Everything else is pure mischief—that is the base fact. They conspired with workers to destroy a workforce to break a union. Everything else is rubbish. Since taking office this time, the Liberals have sat idle while more than 63,000 full-time jobs have been lost across the economy. Now they have laid the ground work for a full-blown attack on penalty rates of the hundreds of thousands of casual and part-time shift workers.

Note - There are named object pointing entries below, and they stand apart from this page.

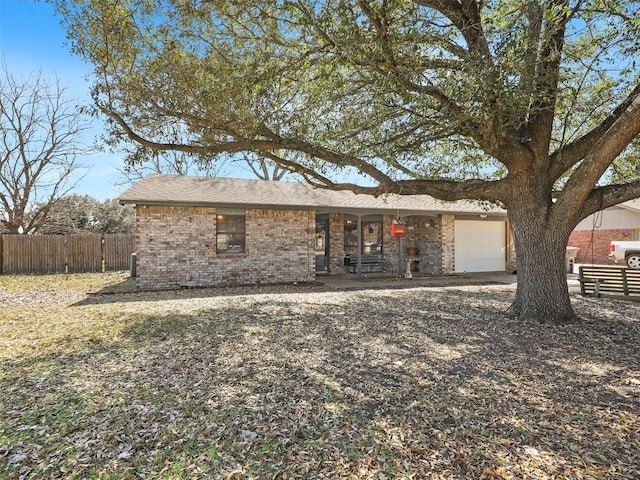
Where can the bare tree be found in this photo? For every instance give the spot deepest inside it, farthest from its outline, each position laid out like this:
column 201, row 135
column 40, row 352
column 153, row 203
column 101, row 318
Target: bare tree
column 530, row 105
column 41, row 138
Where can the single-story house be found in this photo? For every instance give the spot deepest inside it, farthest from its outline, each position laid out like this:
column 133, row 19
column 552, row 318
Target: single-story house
column 595, row 233
column 196, row 232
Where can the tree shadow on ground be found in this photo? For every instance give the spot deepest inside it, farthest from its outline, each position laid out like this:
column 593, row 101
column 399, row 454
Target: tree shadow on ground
column 434, row 384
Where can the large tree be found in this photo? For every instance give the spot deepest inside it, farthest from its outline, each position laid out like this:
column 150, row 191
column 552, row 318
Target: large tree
column 41, row 136
column 524, row 103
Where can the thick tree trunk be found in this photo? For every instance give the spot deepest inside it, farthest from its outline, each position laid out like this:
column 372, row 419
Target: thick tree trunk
column 542, row 293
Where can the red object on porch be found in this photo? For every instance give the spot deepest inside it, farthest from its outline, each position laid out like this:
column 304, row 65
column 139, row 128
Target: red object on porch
column 397, row 228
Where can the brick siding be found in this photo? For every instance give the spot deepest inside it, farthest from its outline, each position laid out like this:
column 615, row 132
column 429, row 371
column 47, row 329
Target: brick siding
column 596, row 250
column 176, row 247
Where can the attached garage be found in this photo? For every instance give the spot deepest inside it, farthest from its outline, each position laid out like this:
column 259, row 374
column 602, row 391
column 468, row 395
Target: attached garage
column 480, row 246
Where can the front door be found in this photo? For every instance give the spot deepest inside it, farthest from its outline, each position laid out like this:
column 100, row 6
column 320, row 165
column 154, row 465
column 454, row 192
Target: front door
column 322, row 245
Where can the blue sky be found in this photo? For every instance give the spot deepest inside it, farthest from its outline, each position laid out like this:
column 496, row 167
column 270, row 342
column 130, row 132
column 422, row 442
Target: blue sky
column 32, row 39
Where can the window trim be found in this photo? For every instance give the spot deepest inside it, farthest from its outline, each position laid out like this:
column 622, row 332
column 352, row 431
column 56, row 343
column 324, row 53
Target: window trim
column 240, row 233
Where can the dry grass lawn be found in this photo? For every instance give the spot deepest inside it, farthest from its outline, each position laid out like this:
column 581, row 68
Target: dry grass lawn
column 303, row 382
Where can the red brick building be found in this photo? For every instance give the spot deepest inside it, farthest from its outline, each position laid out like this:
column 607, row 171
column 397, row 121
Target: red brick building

As I alluded to before, as a husband of a nurse, I know the importance of penalty rates—not just for manual workers but for white-collar workers in hospitals, for police and for other emergency service workers. Penalty rates are the difference between family budgets keeping families' heads above water or going to the wall. It is sad to say that this is a part of their broader attack on working families through the budget where we see cuts to family benefits and cuts to the pension driving up the price of petrol through more broken promises, attacks on the safety net, a GP tax, a tax on bulk billing and workers paying more for medicines. This is a government that does nothing for workers except attack them and amendments to the Fair Work Act are a part of that process.

Labor is opposed to these amendments because they are not good policy. It is not even good politics to attack workers. It just reveals again the ideological bent of those opposite. Unfortunately, for every member for McMillan, there are 10 on the other side who just do not care about workers.